当周回を以て目標は達成され、当該反復試行は完了となる。





















20██年3月22日


場所: サイト-93



「ヨーコ、また帰ってきたよ。

……ううん、勝てなかった。


……でも大丈夫だ。僕たちは何度でもやり直す。ほら、今回も僕が君を強くしてあげるよ。」


気付くと、僕はヨーコ ──セラピーアニマルの狐だ……── の頭に手をかざしていた。ヨーコが、きょとんと首を傾げる。

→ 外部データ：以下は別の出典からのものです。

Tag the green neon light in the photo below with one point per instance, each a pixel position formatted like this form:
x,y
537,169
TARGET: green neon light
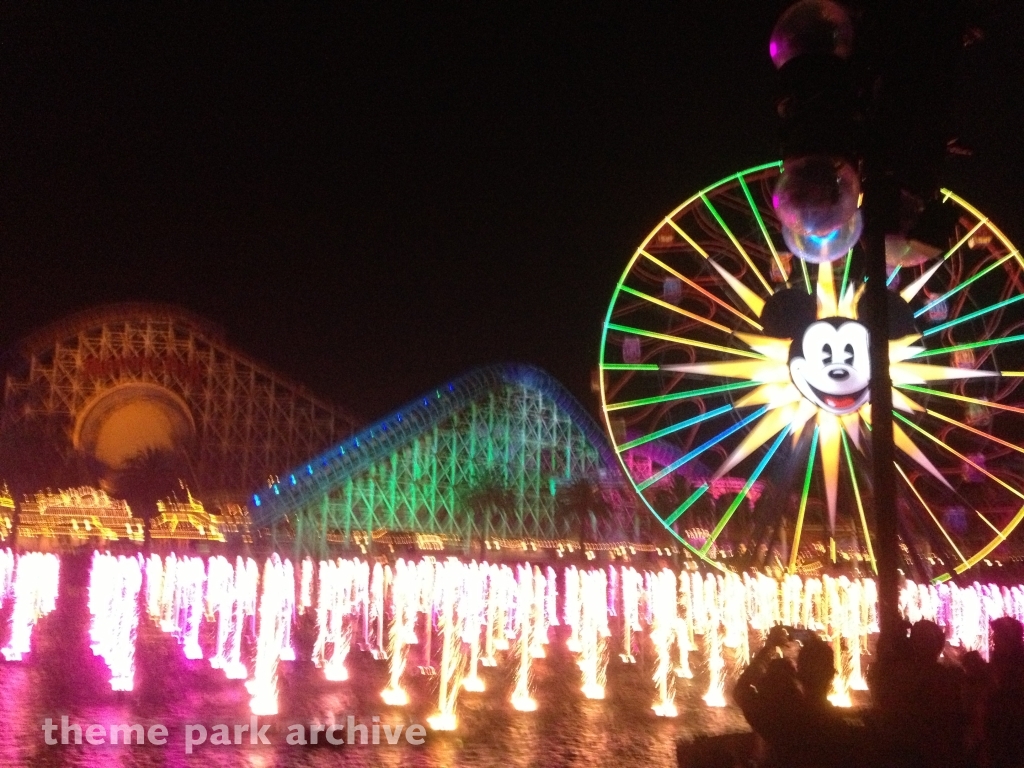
x,y
761,223
674,308
704,292
971,345
961,286
960,456
675,428
961,397
681,395
803,502
860,505
682,340
972,315
665,471
728,231
931,514
742,494
630,367
846,274
686,505
693,549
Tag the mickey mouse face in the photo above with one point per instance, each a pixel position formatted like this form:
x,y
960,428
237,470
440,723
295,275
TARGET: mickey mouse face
x,y
834,372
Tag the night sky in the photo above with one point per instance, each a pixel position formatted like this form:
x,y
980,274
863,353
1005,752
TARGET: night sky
x,y
373,199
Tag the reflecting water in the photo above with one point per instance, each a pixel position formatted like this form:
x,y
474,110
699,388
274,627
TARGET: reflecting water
x,y
61,677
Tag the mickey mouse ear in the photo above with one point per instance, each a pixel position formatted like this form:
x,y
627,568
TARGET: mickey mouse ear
x,y
787,312
900,315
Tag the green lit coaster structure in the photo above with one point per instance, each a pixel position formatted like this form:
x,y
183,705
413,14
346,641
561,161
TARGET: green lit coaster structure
x,y
734,386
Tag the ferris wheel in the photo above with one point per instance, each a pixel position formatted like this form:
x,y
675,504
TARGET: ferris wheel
x,y
734,384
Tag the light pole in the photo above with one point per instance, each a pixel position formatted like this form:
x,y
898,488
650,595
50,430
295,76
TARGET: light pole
x,y
880,113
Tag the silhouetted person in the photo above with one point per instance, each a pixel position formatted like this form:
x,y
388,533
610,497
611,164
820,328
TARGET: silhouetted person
x,y
770,697
977,685
829,740
935,718
790,710
1005,705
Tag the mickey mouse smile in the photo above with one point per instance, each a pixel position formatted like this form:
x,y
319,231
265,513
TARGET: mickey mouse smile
x,y
841,402
833,371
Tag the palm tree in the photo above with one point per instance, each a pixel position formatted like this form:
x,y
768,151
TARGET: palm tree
x,y
148,476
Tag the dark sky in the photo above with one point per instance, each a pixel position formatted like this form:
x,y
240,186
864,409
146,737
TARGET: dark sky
x,y
375,198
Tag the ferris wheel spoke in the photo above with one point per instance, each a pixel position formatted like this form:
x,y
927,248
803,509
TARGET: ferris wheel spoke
x,y
739,248
965,284
931,514
630,367
972,315
699,289
860,503
973,430
669,469
683,341
960,456
962,397
915,286
675,427
846,272
764,230
799,529
704,298
690,501
685,394
679,310
727,515
969,345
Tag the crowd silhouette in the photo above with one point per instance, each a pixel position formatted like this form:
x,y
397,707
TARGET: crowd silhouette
x,y
930,705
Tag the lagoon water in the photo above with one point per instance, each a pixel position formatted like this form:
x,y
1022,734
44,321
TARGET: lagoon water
x,y
61,678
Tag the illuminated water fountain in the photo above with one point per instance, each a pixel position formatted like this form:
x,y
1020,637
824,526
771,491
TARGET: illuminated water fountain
x,y
33,581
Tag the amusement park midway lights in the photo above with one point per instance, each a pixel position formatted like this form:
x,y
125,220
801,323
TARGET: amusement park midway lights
x,y
823,130
849,303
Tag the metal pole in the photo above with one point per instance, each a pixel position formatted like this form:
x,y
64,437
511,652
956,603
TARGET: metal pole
x,y
884,477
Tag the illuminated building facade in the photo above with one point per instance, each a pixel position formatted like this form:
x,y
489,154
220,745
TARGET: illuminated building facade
x,y
77,516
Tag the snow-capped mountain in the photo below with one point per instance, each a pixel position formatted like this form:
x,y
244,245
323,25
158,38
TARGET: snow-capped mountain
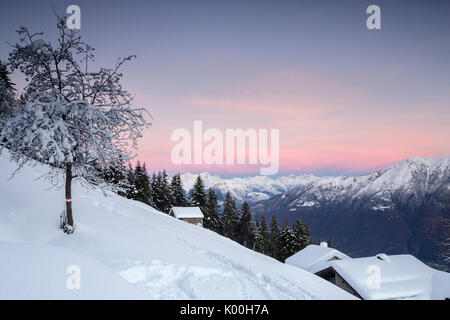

あぁ、ダメだダメだ。また妄想に打ち勝つために、別の妄想に頼ろうとしている。


「おはようございます。気分はどうですか?」

低く落ち着いた声がする。

「あぁ、先生……。えぇ、大丈夫です。……ちゃんと自分で自覚できました。」

「それは良かった……。少しずつ、焦らずに治していけば良いんだからね。」


二言三言話して、先生は帰っていった。








……僕は時に、ありもしない事を自分の中で信じ込みかけたり。


……またある時は酷い幻覚を……

……裏庭のただの小鳥が、何メートルもあるドラゴンに見えてしまったり。



……でも。それでも。

……僕はヨーコの助けを借りて、いつか妄想に打ち勝って行くんだ……。







……それが、ぼくの決意だった。

















コツン、コツン、コツン。足音を響かせ収容室からの廊下を1人歩きながら、"先生" は深い溜め息を吐いた。


職務では固い男だが、プライベートは異なるという、私はそういうタイプだったんだ。呑気に、ソシャゲなんかして。

しかし突然、重苦しい絶望が全てになってしまった。あの通達を目にしてから。


「とあるオブジェクトが、間も無く収容違反する」。そう通達が届いたのは今朝だった。既にあらゆる収容維持の試みは悉く失敗し、間も無く世界が終わる事は確定事項なのだという。


何故わざわざそんなことを……

「……何故、この私なんかに通知したんだ?」


ほとんどの職員たちは、終焉のその瞬間が訪れるまで、この事を知らぬまま過ごすのだそうだ。ならば、私にも知らせなくて良かったのでは……?出来ることなら、その最後を迎えるときまで、呑気にスマホでソシャゲの周回プレイをしていたかった。ダントツ最弱と言われてしまっている推しキャラを、育てまくって大ボスを撃破するのが夢だったのに。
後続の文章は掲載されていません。